Lettres de Pline le Jeune/Tome premier/Panckoucke 1826/XII. À Arrien

Traduction par Louis de Sacy revue et corrigée par Jules Pierrot.
éditeur Panckoucke (p. 125-127).
XII.
Pline à Arrien.

Je ne sais si nous avons bien jugé ce dernier chef, qui nous restait de l’affaire de Priscus, comme je vous l’avais mandé ; mais enfin nous l’avons jugé[1]. Firminus comparut au sénat, et répondit à l’accusation, dont les motifs étaient déjà connus. Les avis se partagèrent entre les consuls désignés. Cornutus opinait à le chasser du sénat ; Acutius[2] Nerva, seulement à l’exclure du partage des gouvernemens. Cette opinion prévalut comme la plus douce, quoiqu’elle soit en effet plus rigoureuse que l’autre. Car, enfin, qu’y a-t-il de plus cruel, que de se voir livré aux soins et aux travaux attachés à la dignité de sénateur, sans espérance de jouir jamais des honneurs qui en sont la récompense ? Qu’y a-t-il de plus affreux pour un homme flétri d’une telle tache, que de n’avoir pas la liberté de se cacher au fond d’une solitude, et d’être obligé de rester au sein de cet ordre éminent, qui le donne en spectacle à tous les regards ? Que peut-on d’ailleurs imaginer de plus bizarre et de plus indécent, que de voir assis dans le sénat un homme que le sénat a noté ? de voir un homme déshonoré par un jugement, prendre place parmi ses juges ? un homme exclu du proconsulat, pour avoir prévariqué dans ses fonctions de lieutenant, juger lui-même des proconsuls ? un homme, enfin, condamné pour un crime honteux, condamner ou absoudre les autres ? Mais la majorité a prononcé : on ne pèse pas les voix, on les compte ; et il ne faut attendre rien de mieux de ces assemblées, où la plus choquante inégalité est dans l’égalité même[3] puisque ceux qui les composent ont tous la même autorité sans avoir les mêmes lumières.

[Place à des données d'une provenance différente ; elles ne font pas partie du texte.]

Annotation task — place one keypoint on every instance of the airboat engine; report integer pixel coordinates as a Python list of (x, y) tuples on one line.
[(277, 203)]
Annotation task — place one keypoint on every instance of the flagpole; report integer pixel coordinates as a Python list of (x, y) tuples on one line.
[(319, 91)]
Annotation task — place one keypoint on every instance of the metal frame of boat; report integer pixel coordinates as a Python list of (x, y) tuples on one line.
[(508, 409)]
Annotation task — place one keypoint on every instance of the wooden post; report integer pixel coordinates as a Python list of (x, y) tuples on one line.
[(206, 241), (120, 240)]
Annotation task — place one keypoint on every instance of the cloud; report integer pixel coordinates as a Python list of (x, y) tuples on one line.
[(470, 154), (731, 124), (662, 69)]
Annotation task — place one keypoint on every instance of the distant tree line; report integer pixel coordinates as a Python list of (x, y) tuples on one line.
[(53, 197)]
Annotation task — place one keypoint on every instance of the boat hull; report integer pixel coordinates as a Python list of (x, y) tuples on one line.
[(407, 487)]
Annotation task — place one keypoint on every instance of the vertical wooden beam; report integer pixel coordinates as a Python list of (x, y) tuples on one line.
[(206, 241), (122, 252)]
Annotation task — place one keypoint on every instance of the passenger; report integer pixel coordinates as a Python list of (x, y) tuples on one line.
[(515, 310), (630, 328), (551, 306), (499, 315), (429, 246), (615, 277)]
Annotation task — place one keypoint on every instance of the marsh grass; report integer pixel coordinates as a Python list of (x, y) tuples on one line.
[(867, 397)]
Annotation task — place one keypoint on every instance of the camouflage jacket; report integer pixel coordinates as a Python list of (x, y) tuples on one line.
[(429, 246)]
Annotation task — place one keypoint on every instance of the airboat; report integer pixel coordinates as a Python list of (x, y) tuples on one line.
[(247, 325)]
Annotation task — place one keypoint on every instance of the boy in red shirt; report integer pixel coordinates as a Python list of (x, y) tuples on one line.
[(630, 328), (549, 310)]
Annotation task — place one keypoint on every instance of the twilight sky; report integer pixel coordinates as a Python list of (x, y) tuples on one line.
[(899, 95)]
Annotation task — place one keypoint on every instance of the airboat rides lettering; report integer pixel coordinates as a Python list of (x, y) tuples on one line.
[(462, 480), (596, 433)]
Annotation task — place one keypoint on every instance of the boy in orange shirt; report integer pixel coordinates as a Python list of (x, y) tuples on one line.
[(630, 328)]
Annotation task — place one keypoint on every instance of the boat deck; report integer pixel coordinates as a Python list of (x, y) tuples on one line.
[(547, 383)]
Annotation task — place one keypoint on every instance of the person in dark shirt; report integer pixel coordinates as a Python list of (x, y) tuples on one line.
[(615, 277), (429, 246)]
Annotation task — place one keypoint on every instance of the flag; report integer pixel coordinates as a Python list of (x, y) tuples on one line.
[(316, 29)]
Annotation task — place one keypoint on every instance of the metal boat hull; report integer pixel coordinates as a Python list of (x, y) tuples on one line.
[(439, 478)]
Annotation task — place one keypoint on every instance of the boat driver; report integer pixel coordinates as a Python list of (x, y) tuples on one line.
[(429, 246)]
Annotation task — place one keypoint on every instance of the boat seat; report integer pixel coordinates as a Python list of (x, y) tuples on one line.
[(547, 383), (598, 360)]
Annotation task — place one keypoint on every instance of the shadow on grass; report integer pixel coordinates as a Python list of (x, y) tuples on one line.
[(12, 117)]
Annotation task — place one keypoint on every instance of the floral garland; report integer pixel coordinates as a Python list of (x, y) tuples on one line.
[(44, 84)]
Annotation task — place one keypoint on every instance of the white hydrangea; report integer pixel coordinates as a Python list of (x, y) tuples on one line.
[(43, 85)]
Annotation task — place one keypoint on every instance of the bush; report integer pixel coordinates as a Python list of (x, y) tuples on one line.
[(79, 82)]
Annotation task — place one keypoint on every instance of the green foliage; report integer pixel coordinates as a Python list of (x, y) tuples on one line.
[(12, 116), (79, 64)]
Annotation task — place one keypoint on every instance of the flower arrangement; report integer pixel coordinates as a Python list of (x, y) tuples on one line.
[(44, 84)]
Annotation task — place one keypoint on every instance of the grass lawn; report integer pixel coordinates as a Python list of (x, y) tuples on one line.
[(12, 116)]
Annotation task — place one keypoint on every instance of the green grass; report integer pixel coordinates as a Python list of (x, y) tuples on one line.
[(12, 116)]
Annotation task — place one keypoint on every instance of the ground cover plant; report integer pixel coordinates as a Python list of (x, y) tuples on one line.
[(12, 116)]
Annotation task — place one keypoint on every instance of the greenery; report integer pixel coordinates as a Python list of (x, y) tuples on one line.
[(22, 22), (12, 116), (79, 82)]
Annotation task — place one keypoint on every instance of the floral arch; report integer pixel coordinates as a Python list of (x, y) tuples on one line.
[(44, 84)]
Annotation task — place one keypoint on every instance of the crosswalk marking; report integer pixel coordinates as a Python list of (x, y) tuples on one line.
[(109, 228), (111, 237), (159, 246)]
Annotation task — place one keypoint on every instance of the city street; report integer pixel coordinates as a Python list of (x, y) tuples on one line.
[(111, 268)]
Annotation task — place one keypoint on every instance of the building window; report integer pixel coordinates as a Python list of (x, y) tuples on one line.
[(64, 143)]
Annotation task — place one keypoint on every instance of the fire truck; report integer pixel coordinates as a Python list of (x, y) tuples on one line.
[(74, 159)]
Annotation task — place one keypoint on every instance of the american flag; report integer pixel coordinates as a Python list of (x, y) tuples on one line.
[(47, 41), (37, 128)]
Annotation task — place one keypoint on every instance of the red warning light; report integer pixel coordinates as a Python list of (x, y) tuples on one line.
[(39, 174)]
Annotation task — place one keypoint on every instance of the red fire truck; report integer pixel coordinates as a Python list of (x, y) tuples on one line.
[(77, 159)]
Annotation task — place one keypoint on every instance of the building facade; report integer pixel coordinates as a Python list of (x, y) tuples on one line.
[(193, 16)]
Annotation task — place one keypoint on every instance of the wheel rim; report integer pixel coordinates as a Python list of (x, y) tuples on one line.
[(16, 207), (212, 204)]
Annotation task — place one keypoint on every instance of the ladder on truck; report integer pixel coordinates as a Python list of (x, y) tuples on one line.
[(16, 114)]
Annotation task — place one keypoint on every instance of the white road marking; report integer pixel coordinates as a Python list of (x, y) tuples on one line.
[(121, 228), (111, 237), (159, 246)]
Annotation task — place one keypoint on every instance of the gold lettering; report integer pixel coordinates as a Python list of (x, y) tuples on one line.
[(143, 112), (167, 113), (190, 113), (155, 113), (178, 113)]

Je me suis acquitté de ce que je vous avais promis par ma dernière lettre : si je calcule bien le temps, vous devez l’avoir reçue ; car je l’ai confiée à un courrier qui aura fait diligence, s’il n’a point rencontré d’obstacle sur son chemin. C’est à vous aujourd’hui à me payer de ma première et de ma seconde épître, par des lettres aussi longues et aussi remplies qu’on doit les écrire dans la retraite que vous habitez. Adieu.


  1. Je ne sais si, etc. Il est impossible de rendre en français l’opposition de ces deux mots, circumcisum et abrasum. De Sacy a rendu le fond de l’idée sans conserver l’image ; circumcisum, suppose plus de travail et d’exactitude ; abrasum, plus de promptitude et de négligence : Pline fait entendre que l’affaire a été emportée d’assaut plutôt que jugée, ce qui est confirmé par le reste de sa lettre.
  2. Acutius Nerva. Quelques commentateurs ont voulu voir dans le mot Acutius un adverbe : le sens qui en résulterait ne nous paraît pas vraisemblable ; Pline désapprouve l’opinion proposée par Nerva : il ne doit donc pas la qualifier d’acutior. Il y avait d’ailleurs à Rome une famille d’Acutius : l’un d’eux pouvait bien avoir adopté un Nerva : car, il ne faut pas croire qu’il soit ici question de l’empereur Nerva ; l’affaire dont il s’agit fut jugée sous Trajan.
  3. La plus choquante inégalité, etc. La même idée se retrouve dans Montesquieu, Lett. Pers., 86 : « Dans ce tribunal, dit-il, on prend les voix à la majeure : mais on dit qu’on a reconnu, par expérience, qu’il vaudrait mieux les recueillir à la mineure : car il y a très-peu d’esprits justes, et tout le monde convient qu’il y en a une infinité de faux. »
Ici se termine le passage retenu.